First of all, Antony has a great capacity for loyalty, though his own sense of allegiance may not always correspond directly with his sworn word. He stays loyal to Julius Caesar, even after Caesar's murder, when it seems that the conspirators clearly have the upper hand and there could be no advantage in remaining loyal to Caesar. He stays loyal to Cleopatra, even though he is married to another woman at the time -- the true bond is to his mistress, not to his wife. Along similar lines, he pledges himself to Octavius Caesar, then without delay breaks his word because he desires to go back to Cleopatra. His loyalty to her trumps his loyalty to Octavius Caesar.

Second, Antony uses rhetoric to advance his cause after Caesar's assassination, this cause being not so much to develop his own claim to power (he makes no such claim) but to undermine the claim to power of the conspirators.

Third, Antony bears a fondness -- a weakness, perhaps -- for revelry (referred to but not seen in Julius Caesar, but playing a stronger role in Antony and Cleopatra). He is a man of war -- a leader of men, certainly -- but a solider, not a statesman. When on the battlefield, he commands; when off the battlefield, he succumbs to simple pleasures.

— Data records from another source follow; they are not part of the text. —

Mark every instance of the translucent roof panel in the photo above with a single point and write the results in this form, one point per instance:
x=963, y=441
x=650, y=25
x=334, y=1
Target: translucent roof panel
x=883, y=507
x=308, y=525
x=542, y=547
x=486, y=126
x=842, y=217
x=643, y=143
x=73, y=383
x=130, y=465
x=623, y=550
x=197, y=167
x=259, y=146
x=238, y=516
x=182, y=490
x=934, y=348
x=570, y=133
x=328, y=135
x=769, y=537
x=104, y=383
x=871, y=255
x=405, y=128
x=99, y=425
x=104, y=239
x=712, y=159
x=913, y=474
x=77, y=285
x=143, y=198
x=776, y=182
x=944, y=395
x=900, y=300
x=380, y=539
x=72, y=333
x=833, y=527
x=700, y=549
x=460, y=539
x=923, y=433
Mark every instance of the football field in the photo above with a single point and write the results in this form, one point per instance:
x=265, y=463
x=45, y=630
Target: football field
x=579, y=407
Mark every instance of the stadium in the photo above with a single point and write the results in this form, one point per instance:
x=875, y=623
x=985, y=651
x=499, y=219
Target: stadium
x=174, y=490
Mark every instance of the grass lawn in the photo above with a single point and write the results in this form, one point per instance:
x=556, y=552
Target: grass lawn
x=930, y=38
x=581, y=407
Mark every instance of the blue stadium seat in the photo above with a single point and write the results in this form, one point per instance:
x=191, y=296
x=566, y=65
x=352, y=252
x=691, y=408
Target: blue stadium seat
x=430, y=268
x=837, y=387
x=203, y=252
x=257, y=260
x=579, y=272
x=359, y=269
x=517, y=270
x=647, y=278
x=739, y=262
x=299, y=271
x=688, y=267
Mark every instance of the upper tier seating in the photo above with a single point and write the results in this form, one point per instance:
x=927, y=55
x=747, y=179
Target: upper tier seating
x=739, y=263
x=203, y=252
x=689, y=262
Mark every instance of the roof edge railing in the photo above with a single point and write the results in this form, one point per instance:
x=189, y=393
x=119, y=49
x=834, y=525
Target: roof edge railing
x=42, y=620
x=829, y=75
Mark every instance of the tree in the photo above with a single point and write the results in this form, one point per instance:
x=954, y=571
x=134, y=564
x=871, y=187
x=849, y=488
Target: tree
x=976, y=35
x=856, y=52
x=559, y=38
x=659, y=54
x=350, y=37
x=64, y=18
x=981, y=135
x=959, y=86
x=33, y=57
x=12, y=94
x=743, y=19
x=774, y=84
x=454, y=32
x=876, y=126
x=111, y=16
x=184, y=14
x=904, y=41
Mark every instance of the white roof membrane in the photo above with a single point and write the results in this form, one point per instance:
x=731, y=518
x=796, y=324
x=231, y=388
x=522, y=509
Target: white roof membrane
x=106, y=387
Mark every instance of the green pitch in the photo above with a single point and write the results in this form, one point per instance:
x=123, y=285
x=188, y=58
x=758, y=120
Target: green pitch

Fourth, Antony is not a man without feeling, witnessed in his reaction to Julius Caesar's assassination and in his love for Cleopatra, which is fully in keeping with pre-modern/classical notions of romantic love as an all-consuming passion.

Finally, for all of these reasons Antony is out of place as a triumvir. It is the sum of these qualities -- not merely his love for Cleopatra -- that is the true cause of his eventual downfall.

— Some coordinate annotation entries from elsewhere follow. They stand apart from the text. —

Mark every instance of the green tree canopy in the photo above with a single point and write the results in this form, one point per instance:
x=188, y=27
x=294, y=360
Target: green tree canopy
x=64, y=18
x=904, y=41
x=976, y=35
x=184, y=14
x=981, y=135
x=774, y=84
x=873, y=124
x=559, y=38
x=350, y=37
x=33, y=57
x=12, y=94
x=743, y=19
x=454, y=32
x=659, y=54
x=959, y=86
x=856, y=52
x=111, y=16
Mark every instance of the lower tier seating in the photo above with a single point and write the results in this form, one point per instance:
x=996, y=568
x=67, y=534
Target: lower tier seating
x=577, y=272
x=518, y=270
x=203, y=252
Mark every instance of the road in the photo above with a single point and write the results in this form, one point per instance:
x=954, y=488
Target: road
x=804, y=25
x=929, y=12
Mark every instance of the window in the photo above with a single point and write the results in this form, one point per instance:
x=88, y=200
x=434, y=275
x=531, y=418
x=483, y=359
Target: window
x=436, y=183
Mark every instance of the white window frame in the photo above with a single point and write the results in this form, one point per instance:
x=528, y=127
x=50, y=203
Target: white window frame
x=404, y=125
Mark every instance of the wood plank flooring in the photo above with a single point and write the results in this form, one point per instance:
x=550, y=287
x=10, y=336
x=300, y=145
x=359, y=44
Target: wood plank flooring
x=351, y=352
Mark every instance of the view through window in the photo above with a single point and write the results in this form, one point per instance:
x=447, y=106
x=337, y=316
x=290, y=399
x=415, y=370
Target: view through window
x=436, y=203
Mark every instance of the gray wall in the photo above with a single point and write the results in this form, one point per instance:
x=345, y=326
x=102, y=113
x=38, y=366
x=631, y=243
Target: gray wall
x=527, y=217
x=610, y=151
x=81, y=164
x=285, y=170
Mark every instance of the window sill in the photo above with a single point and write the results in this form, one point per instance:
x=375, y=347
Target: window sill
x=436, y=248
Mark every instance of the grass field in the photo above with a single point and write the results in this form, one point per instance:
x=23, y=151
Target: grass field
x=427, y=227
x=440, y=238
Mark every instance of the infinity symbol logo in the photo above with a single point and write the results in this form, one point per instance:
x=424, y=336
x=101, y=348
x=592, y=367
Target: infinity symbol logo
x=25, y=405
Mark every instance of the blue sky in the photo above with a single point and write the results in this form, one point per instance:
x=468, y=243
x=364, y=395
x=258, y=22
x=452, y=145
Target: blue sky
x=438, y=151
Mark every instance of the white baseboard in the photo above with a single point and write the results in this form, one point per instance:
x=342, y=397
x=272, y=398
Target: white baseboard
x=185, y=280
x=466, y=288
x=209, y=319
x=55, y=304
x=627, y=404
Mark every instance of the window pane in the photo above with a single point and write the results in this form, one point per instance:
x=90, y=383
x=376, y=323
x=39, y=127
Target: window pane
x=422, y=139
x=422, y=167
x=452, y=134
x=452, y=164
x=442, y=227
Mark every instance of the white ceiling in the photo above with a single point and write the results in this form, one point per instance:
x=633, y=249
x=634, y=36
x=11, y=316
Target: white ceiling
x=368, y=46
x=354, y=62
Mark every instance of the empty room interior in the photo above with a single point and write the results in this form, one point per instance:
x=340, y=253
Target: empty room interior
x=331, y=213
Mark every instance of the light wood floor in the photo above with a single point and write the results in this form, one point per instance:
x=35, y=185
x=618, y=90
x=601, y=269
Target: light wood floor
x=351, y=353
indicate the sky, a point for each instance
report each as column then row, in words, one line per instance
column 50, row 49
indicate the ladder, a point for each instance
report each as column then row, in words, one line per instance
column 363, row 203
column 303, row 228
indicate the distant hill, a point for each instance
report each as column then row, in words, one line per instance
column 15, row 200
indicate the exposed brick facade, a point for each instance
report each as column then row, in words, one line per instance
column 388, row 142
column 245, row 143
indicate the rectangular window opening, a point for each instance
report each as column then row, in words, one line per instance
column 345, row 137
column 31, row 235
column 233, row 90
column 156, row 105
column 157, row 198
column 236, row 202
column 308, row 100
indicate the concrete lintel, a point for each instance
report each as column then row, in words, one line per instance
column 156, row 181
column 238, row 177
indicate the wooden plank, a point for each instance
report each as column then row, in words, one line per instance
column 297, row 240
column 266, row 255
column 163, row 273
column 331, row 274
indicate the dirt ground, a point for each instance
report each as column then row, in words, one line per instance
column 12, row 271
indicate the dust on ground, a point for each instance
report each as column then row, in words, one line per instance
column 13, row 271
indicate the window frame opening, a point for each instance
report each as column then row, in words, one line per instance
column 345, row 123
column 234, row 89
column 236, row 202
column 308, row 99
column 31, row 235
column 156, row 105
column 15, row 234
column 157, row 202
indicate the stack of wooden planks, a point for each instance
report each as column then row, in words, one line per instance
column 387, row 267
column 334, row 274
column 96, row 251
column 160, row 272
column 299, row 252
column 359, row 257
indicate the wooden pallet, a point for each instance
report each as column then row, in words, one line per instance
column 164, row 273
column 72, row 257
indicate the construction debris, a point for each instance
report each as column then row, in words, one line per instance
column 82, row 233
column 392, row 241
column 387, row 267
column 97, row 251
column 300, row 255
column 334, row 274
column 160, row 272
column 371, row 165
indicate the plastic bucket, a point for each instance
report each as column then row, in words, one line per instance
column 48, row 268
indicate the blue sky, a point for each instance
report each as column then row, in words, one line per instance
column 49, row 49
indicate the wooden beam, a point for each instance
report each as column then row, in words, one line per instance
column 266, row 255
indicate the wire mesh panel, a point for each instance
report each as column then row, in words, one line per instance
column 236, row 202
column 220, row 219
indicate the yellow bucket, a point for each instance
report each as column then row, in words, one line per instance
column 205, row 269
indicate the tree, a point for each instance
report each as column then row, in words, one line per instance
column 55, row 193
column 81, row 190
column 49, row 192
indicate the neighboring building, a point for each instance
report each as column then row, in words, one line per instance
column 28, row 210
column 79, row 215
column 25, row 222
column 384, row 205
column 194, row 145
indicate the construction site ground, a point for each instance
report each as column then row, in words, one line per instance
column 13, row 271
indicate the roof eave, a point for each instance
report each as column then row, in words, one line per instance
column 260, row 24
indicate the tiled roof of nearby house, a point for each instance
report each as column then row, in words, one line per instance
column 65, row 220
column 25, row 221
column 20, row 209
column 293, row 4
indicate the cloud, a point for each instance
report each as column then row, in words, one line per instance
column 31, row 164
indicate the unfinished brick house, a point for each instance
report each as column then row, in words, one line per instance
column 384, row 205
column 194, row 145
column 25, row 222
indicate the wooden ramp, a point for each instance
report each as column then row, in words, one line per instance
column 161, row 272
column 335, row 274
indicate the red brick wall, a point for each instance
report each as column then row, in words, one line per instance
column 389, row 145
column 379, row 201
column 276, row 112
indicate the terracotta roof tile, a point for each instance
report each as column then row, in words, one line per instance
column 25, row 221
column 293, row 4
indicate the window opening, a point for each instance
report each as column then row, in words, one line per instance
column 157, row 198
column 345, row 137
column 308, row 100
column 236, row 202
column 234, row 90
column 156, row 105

It seems almost, at first, that the Antony of Julius Caesar is not the same as that of Antony and Cleopatra, that Shakespeare might have intended the two plays to stand independent of each other, but before too long it becomes clear that we are dealing with the same character in both plays. The Antony of JC responds to one set of circumstances that he faces, and the Antony of A&C -- a little older, a little more wearied of politics -- responds to another set of them.

In summarizing Antony's character, it's hard not to think of Brando as the perfect embodiment of him. It's been a few years since I've seen that 1950s version of Julius Caesar, and truth be told I can't remember how well Brando portrayed Antony, but the idea of Brando is right for it: tough, muscular (as Brando was at the time), instinctive but also calculating, brutish but also intelligent, masculine yet not without sensitivity. In short, Antony is a typically compelling Shakespearean figure, complex and ambiguous, sometimes self-contradictory, but altogether human. The fact that he bows out of his own tragedy in Act IV and leaves it to Cleopatra to carry on is a stroke of genius on Shakespeare's part: we come to understand in Act V the spirit of the Queen, the spirit that moves Antony to love her, and through her defiance of Octavius Caesar she becomes one of the strongest woman characters to ever carry a fifth act.